AI GRC Large Language Model

ISO/IEC 27001: Information Security Management System (ISMS)

ISO/IEC 27001 provides a framework for establishing, implementing, maintaining, and continually improving an information security management system within an organization. It outlines requirements for assessing risks and implementing appropriate security controls.

 

NIST Cybersecurity Framework (CSF)

Developed by the National Institute of Standards and Technology (NIST), the Cybersecurity Framework offers guidelines and best practices for organizations to manage and reduce cybersecurity risks. It consists of a set of standards, guidelines, and best practices for improving cybersecurity posture.

​

GDPR (General Data Protection Regulation)

GDPR is a regulation in EU law concerning data protection and privacy for individuals within the European Union and the European Economic Area. It addresses the export of personal data outside the EU and EEA areas, aiming to give control to individuals over their personal data and simplify the regulatory environment for international business.

​

Business Continuity Management System (BCMS) - ISO 22301

ISO 22301 provides a framework for establishing, implementing, maintaining, and continually improving a business continuity management system within an organization. It helps organizations identify potential threats and implement resilience measures to ensure business continuity in case of disruptive incidents. 

 

Payment Card Industry Data Security Standard (PCI DSS)

PCI DSS is a set of security standards designed to ensure that all companies that accept, process, store, or transmit credit card information maintain a secure environment. Compliance with PCI DSS is mandatory for organizations handling payment card data. 

​

ISO/IEC 27002: Code of practice for information security controls

ISO/IEC 27002 provides guidelines and best practices for implementing information security controls. It offers a comprehensive set of controls, categorized under various domains, to address different aspects of information security management. 

​

COBIT (Control Objectives for Information and Related Technologies)

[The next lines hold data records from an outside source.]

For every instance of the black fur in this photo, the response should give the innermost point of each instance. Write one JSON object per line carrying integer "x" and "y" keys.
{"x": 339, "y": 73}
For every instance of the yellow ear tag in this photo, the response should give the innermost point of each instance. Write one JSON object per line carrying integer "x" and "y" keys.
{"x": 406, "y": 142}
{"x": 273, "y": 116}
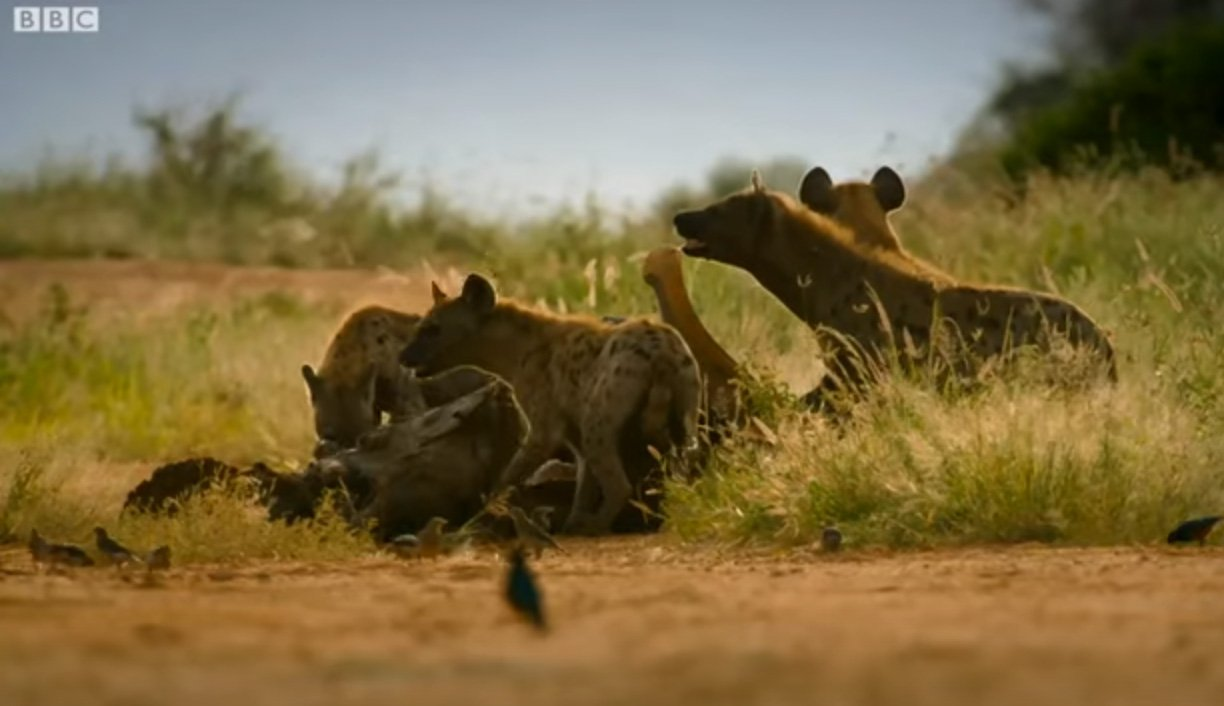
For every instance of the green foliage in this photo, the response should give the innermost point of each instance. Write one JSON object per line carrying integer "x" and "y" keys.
{"x": 1164, "y": 104}
{"x": 730, "y": 175}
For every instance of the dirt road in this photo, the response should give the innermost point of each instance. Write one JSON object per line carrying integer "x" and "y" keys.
{"x": 637, "y": 620}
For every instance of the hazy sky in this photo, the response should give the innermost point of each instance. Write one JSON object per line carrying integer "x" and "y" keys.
{"x": 512, "y": 102}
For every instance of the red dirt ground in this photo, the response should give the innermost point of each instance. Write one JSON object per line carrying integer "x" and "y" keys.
{"x": 638, "y": 620}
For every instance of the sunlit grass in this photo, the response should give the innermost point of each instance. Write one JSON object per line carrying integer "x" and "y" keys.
{"x": 1015, "y": 461}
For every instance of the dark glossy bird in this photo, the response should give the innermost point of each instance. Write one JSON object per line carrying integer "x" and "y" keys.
{"x": 39, "y": 549}
{"x": 1194, "y": 530}
{"x": 44, "y": 552}
{"x": 531, "y": 535}
{"x": 830, "y": 540}
{"x": 115, "y": 552}
{"x": 522, "y": 592}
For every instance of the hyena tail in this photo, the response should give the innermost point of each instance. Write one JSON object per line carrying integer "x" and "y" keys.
{"x": 1086, "y": 332}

COBIT is a framework developed by ISACA for the governance and management of enterprise IT. It provides a set of principles, practices, analytical tools, and models to help organizations ensure effective IT governance and management. 

​

ITIL (Information Technology Infrastructure Library)

ITIL is a set of practices for IT service management (ITSM) that focuses on aligning IT services with the needs of the business. It provides a framework for organizations to deliver high-quality IT services and improve overall service delivery. 

​

CIS Controls (Center for Internet Security Controls)

CIS Controls are a set of prioritized cybersecurity best practices developed by the Center for Internet Security. They provide specific actions that organizations can take to enhance their cybersecurity posture and defend against common cyber threats. 

 

HIPAA (Health Insurance Portability and Accountability Act)

HIPAA is a US legislation that sets standards for the protection of sensitive patient health information. It includes provisions for safeguarding medical records and other personal health information, ensuring their confidentiality, integrity, and availability. 

​

RISK MANAGEMENT

ISO 31000: Risk Management

ISO 31000 provides principles, a framework, and a process for managing risk effectively within organizations. It emphasizes the importance of understanding, assessing, and treating risks to improve decision-making and achieve objectives. 

 

COSO ERM (Enterprise Risk Management)

COSO ERM framework offers a comprehensive approach to identifying, assessing, responding to, and monitoring risks across an organization. It aims to enhance organizational performance and create sustainable value by integrating risk management into strategic planning and day-to-day operations. 

 

NIST SP 800-37: Risk Management Framework (RMF) for Information Systems and Organizations

NIST SP 800-37 provides guidelines for implementing risk management processes for information systems and organizations. It outlines steps for categorizing systems, selecting security controls, implementing controls, assessing effectiveness, and authorizing systems to operate. 

​

ANSI/ASSP Z690: Risk Management - Principles and Guidelines

ANSI/ASSP Z690 standardizes principles and guidelines for risk management across various industries and organizations. It offers a systematic approach to identifying, assessing, and managing risks to enhance decision-making and achieve objectives. 

 

ISO/IEC 31010: Risk Management - Risk Assessment Techniques

ISO/IEC 31010 provides guidance on selecting and applying risk assessment techniques. It offers a toolbox of methods for identifying, analyzing, and evaluating risks to support decision-making and risk treatment. 

​

PMI PMBOK Guide: Project Risk Management

The Project Management Institute's (PMI) PMBOK Guide includes a section on project risk management, which covers processes for identifying, analyzing, and responding to risks throughout the project lifecycle. It aims to increase the likelihood of project success by effectively managing uncertainties. 

​

FAIR (Factor Analysis of Information Risk)

FAIR is a framework for analyzing and quantifying information risk in financial terms. It provides a structured approach to understanding, measuring, and communicating risk to facilitate more informed decision-making.